Investors in the EU and Switzerland lost direct access to each others’ stock exchanges from July 1 as the two sides squabbled over a partnership treaty that stalled after years of talks.
Before the ban, 70% of Zurich-listed shares worth $1.2 trillion traded on the domestic market and the remainder in the EU. Now it’s almost 100% in Switzerland, Dijsselhof said in an interview with Reuters.
“In the short run, I’m quite happy. I have a bit more volume and revenue. In the long run I don’t think it’s good,” he said.
“I think for a proper investment climate, for investors to have best execution, you need to have multiple places to execute. If you don’t have that in the long run, it’s not good for the market.”
Exchange data showed SIX’s turnover in August jumped 51% year on year and 38% in July.
For Brussels, Dijsselhof said the dispute had backfired.
“The EU government thought ‘we create a tool to hold Switzerland hostage so that we can push Switzerland to move forward on this framework agreement’,” he said.
“And it’s not worked. We now have all the volume.”
There are few signs a deal over the stalled treaty will be struck this year with the EU, which is also struggling to forge a new relationship with departing member Britain.
Separately, SIX is working on a new digital trading platform – the SIX Digital Exchange (SDX) – that will use blockchain technology to speed up trading.
Dijsselhof said the exchange was working with major global banks on the best applications for the platform, with Citibank, JP Morgan Chase (NYSE:) and Credit Suisse (SIX:) all allocating teams to help develop a use for it.
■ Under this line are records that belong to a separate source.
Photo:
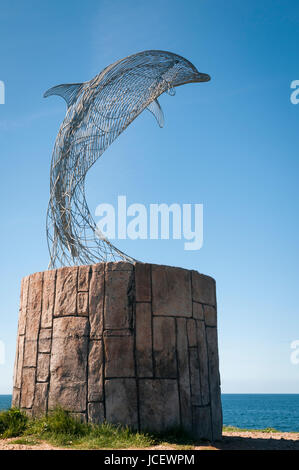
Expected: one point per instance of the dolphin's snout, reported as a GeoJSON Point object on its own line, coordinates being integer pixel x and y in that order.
{"type": "Point", "coordinates": [204, 77]}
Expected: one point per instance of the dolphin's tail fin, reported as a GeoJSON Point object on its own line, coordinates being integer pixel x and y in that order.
{"type": "Point", "coordinates": [155, 108]}
{"type": "Point", "coordinates": [69, 92]}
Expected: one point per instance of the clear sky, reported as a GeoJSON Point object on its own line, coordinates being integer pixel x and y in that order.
{"type": "Point", "coordinates": [230, 144]}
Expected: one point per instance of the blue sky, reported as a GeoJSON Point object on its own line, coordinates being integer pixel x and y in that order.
{"type": "Point", "coordinates": [230, 144]}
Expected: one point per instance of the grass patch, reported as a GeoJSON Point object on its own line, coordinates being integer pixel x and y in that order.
{"type": "Point", "coordinates": [235, 429]}
{"type": "Point", "coordinates": [13, 423]}
{"type": "Point", "coordinates": [28, 441]}
{"type": "Point", "coordinates": [61, 429]}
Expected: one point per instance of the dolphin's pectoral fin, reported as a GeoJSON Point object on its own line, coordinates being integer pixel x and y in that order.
{"type": "Point", "coordinates": [155, 108]}
{"type": "Point", "coordinates": [69, 92]}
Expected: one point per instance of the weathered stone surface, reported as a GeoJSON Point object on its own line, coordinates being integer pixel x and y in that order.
{"type": "Point", "coordinates": [82, 303]}
{"type": "Point", "coordinates": [164, 347]}
{"type": "Point", "coordinates": [203, 361]}
{"type": "Point", "coordinates": [203, 288]}
{"type": "Point", "coordinates": [159, 404]}
{"type": "Point", "coordinates": [43, 368]}
{"type": "Point", "coordinates": [191, 330]}
{"type": "Point", "coordinates": [19, 362]}
{"type": "Point", "coordinates": [40, 399]}
{"type": "Point", "coordinates": [79, 417]}
{"type": "Point", "coordinates": [117, 310]}
{"type": "Point", "coordinates": [45, 339]}
{"type": "Point", "coordinates": [184, 375]}
{"type": "Point", "coordinates": [119, 266]}
{"type": "Point", "coordinates": [214, 377]}
{"type": "Point", "coordinates": [210, 315]}
{"type": "Point", "coordinates": [121, 402]}
{"type": "Point", "coordinates": [95, 371]}
{"type": "Point", "coordinates": [96, 300]}
{"type": "Point", "coordinates": [143, 282]}
{"type": "Point", "coordinates": [171, 289]}
{"type": "Point", "coordinates": [28, 387]}
{"type": "Point", "coordinates": [48, 298]}
{"type": "Point", "coordinates": [15, 402]}
{"type": "Point", "coordinates": [96, 413]}
{"type": "Point", "coordinates": [202, 428]}
{"type": "Point", "coordinates": [119, 356]}
{"type": "Point", "coordinates": [23, 305]}
{"type": "Point", "coordinates": [119, 348]}
{"type": "Point", "coordinates": [195, 377]}
{"type": "Point", "coordinates": [83, 278]}
{"type": "Point", "coordinates": [34, 306]}
{"type": "Point", "coordinates": [66, 289]}
{"type": "Point", "coordinates": [30, 353]}
{"type": "Point", "coordinates": [198, 311]}
{"type": "Point", "coordinates": [144, 354]}
{"type": "Point", "coordinates": [122, 332]}
{"type": "Point", "coordinates": [68, 383]}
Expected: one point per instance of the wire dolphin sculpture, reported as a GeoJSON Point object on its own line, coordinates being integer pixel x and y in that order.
{"type": "Point", "coordinates": [98, 111]}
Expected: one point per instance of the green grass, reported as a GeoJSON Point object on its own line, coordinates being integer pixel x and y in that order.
{"type": "Point", "coordinates": [12, 423]}
{"type": "Point", "coordinates": [235, 429]}
{"type": "Point", "coordinates": [61, 429]}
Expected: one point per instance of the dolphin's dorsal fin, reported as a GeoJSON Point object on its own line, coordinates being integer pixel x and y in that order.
{"type": "Point", "coordinates": [155, 108]}
{"type": "Point", "coordinates": [69, 92]}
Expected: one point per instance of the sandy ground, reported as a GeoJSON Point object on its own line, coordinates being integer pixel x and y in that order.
{"type": "Point", "coordinates": [237, 440]}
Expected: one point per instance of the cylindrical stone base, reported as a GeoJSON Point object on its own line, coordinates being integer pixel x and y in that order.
{"type": "Point", "coordinates": [130, 344]}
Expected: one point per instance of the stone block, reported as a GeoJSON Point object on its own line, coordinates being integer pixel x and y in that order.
{"type": "Point", "coordinates": [48, 298]}
{"type": "Point", "coordinates": [195, 377]}
{"type": "Point", "coordinates": [68, 382]}
{"type": "Point", "coordinates": [83, 278]}
{"type": "Point", "coordinates": [15, 403]}
{"type": "Point", "coordinates": [23, 305]}
{"type": "Point", "coordinates": [40, 399]}
{"type": "Point", "coordinates": [144, 352]}
{"type": "Point", "coordinates": [164, 347]}
{"type": "Point", "coordinates": [184, 374]}
{"type": "Point", "coordinates": [203, 288]}
{"type": "Point", "coordinates": [45, 339]}
{"type": "Point", "coordinates": [119, 356]}
{"type": "Point", "coordinates": [28, 387]}
{"type": "Point", "coordinates": [210, 315]}
{"type": "Point", "coordinates": [171, 288]}
{"type": "Point", "coordinates": [117, 310]}
{"type": "Point", "coordinates": [34, 306]}
{"type": "Point", "coordinates": [30, 353]}
{"type": "Point", "coordinates": [143, 282]}
{"type": "Point", "coordinates": [66, 290]}
{"type": "Point", "coordinates": [191, 331]}
{"type": "Point", "coordinates": [203, 362]}
{"type": "Point", "coordinates": [43, 368]}
{"type": "Point", "coordinates": [95, 371]}
{"type": "Point", "coordinates": [202, 428]}
{"type": "Point", "coordinates": [19, 362]}
{"type": "Point", "coordinates": [82, 303]}
{"type": "Point", "coordinates": [159, 404]}
{"type": "Point", "coordinates": [96, 300]}
{"type": "Point", "coordinates": [96, 413]}
{"type": "Point", "coordinates": [121, 402]}
{"type": "Point", "coordinates": [198, 311]}
{"type": "Point", "coordinates": [214, 377]}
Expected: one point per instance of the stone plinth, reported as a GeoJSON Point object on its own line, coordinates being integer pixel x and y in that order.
{"type": "Point", "coordinates": [130, 344]}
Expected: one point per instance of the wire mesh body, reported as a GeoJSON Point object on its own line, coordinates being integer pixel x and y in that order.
{"type": "Point", "coordinates": [98, 112]}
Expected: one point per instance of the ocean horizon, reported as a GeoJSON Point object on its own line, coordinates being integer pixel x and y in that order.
{"type": "Point", "coordinates": [247, 410]}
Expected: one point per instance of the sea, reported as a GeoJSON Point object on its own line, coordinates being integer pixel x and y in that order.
{"type": "Point", "coordinates": [248, 411]}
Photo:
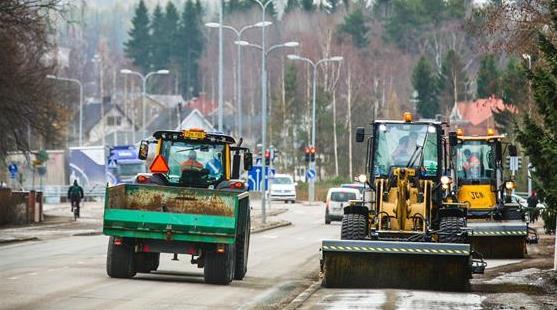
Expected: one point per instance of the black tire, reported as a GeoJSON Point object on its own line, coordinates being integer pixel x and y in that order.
{"type": "Point", "coordinates": [354, 227]}
{"type": "Point", "coordinates": [219, 268]}
{"type": "Point", "coordinates": [242, 252]}
{"type": "Point", "coordinates": [146, 262]}
{"type": "Point", "coordinates": [450, 229]}
{"type": "Point", "coordinates": [120, 261]}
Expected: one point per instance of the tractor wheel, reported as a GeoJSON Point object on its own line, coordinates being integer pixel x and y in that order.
{"type": "Point", "coordinates": [450, 230]}
{"type": "Point", "coordinates": [354, 227]}
{"type": "Point", "coordinates": [219, 267]}
{"type": "Point", "coordinates": [242, 251]}
{"type": "Point", "coordinates": [120, 260]}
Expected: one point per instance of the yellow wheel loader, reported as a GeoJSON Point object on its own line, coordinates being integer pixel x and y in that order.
{"type": "Point", "coordinates": [410, 235]}
{"type": "Point", "coordinates": [496, 225]}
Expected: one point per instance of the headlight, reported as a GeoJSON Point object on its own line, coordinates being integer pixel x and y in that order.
{"type": "Point", "coordinates": [362, 178]}
{"type": "Point", "coordinates": [509, 185]}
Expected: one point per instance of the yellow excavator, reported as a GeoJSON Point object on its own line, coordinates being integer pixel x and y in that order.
{"type": "Point", "coordinates": [496, 225]}
{"type": "Point", "coordinates": [410, 235]}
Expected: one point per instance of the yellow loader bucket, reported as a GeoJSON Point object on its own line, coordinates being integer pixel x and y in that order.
{"type": "Point", "coordinates": [396, 264]}
{"type": "Point", "coordinates": [499, 239]}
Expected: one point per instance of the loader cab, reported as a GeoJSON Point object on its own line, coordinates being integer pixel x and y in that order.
{"type": "Point", "coordinates": [195, 158]}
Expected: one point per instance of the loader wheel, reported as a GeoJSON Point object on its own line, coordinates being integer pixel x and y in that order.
{"type": "Point", "coordinates": [219, 268]}
{"type": "Point", "coordinates": [146, 262]}
{"type": "Point", "coordinates": [242, 251]}
{"type": "Point", "coordinates": [451, 230]}
{"type": "Point", "coordinates": [120, 260]}
{"type": "Point", "coordinates": [354, 227]}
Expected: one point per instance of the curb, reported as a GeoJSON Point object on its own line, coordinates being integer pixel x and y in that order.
{"type": "Point", "coordinates": [270, 226]}
{"type": "Point", "coordinates": [7, 241]}
{"type": "Point", "coordinates": [89, 233]}
{"type": "Point", "coordinates": [300, 299]}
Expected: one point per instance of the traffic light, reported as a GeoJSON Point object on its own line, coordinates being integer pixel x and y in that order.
{"type": "Point", "coordinates": [267, 157]}
{"type": "Point", "coordinates": [312, 153]}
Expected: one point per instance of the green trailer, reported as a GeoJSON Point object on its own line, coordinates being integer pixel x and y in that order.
{"type": "Point", "coordinates": [202, 212]}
He expects to have worked out a prototype product by the end of the year and then to build up the market for it in 2020.
“The infrastructure will be cheaper, you won’t need collateral, you won’t have the credit risk, you won’t need a clearing house. There are huge advantages to moving existing products on it,” he said.
The banks may eventually invest in the platform, he added.
“Technically it’s there. Now we need to get a market. To create a market, we need to align with customers to see where are the opportunities,” Dijsselhof said.
The Swiss regulator is working closely with the exchange to create legislation on how to oversee the new platform, he said.